An oxyhydrogen generator on a car cannot be expected to have any measurable performance reduction (the energy consumption and oxyhydrogen production are far too small). Even on a scooter, the amount of energy consumed is too small to be able to reliable measure a performance reduction. But at least our scammer's test shows convincingly that there is no measurable difference with and without "HHO" injection. The running times are essentially identical, within just a couple seconds out of about 300.

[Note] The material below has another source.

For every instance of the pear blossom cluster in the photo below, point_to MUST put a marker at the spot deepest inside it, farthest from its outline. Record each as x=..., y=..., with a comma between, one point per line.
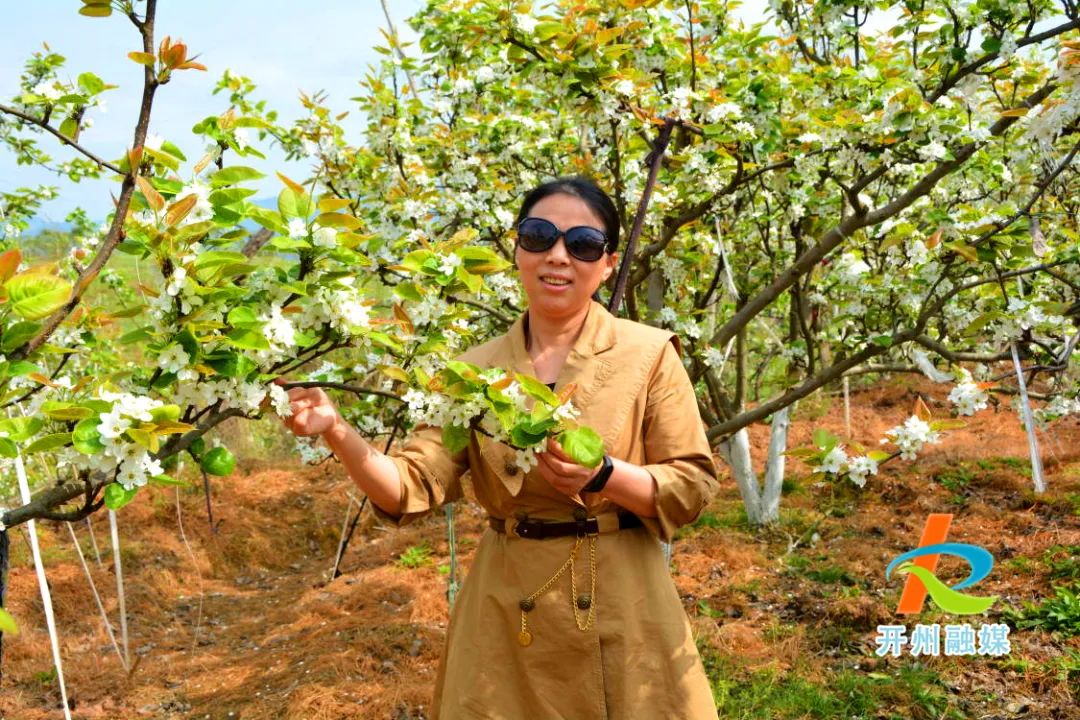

The "without HHO" scooter test:
http://www.youtube.com/watch?v=_fg5MYRht4U&feature=user
The "with HHO" scooter test:
http://www.youtube.com/watch?v=3TwFMOIyYnw&feature=related
A post from a related thread where this scooter test came up:
http://cr4.globalspec.com/comment/236473/Re-Saving-MPG-with-Brown-Gas-Generator
* There is nothing special about water and hydrogen in this respect. Any reversible reaction gives off energy in one direction and consumes it in the other. Imagine if that were not the case. Our energy woes would have been eliminated years ago, if we could get heat out of a reaction in one direction and then get heat our again when it runs in the other direction. (Rust iron to make heat. Unrust iron to make more heat.)
** HHO is often said (by the fringe) to be "atomic" hydrogen and oxygen, rather than the mixture of H2 and O2 that it really is. There is no evidence that an electrolyser gives off anything but the common, expected mixture (assuming you don't do the usual, safer, gathering of the gases seperately) . How would one H stay separate from another H?